Over eighty percent of all small businesses sold in recent years have been sold with one third down and the owner financing the balance. By financing the deal in this manner, most sellers are able to realize a selling price substantially more than in an all cash transaction and, furthermore, are able to postpone some capital gains taxes.

Seller financing is generally hassle-free. The business doesn't have to pass the rigors of a lending institution, nor does the buyer individually.

Seller financing is a winner for both buyer and seller. The seller will have too much at risk to misrepresent the business. A buyer will have too much invested to let the business fail. And the buyer is assured that the seller has enough confidence in the viability of the business to know that it will pay for itself over the life of the note. Consequently, the buyer and seller become a team – their futures are each dependent on the success of the business.

SBA Loans

Loans guaranteed by the U. S. Small Business Administration are also a popular source of funding for buyers. A buyer may use such funds to augment the down payment and/or reduce the amount of seller financing. They are offered by large, non-bank lenders, such as CIT, as well as many commercial banks. The non-bank companies are often favored by buyers because of their specialized knowledge, service and experience. Most important, while SBA lenders derive collateral from the company’s tangible assets, they will also loan against a company’s cash flow or goodwill. Thus, it may be the only institutional lending source for transactions where tangible asset value is not substantial, such as in many service businesses.

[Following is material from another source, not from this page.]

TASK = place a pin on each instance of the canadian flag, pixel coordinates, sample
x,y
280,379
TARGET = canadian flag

The drawbacks to SBA loans are that because of government requirements they involve substantial paper work by the lender and attorneys, can be time consuming and expensive, and often require personal collateral from the buyer, such as home equity.

Commercial Banks

Banks, while they purport to seek business acquisition loans, are not major participants in small business transactions. By their nature, they specialize in loans that require tangible assets as collateral, such as real estate, equipment, inventory and accounts receivable. They will also lend against a buyer’s personal assets, such as his home equity or stock portfolio. Where such assets are available as collateral in sufficient quantity, commercial bank loans can sometimes augment seller financing.

As with SBA loans, the bank loan application and approval process can be time consuming. Banks tend to be highly structured and often require loan reviews at several organizational levels by loan officers and committees. Plus, after a loan has been completed, their need for information about the continuing performance of the business, to assure compliance with loan requirements, can be somewhat onerous.


Non-Bank Lenders

Non-bank lenders, such as a mezzanine fund or Small Business Investment Company (SBIC), sometimes participate in larger transactions. They are often aggressive and flexible in their stated willingness to do a loan, but their interest rates can be high and they can pose significant demands on the borrower.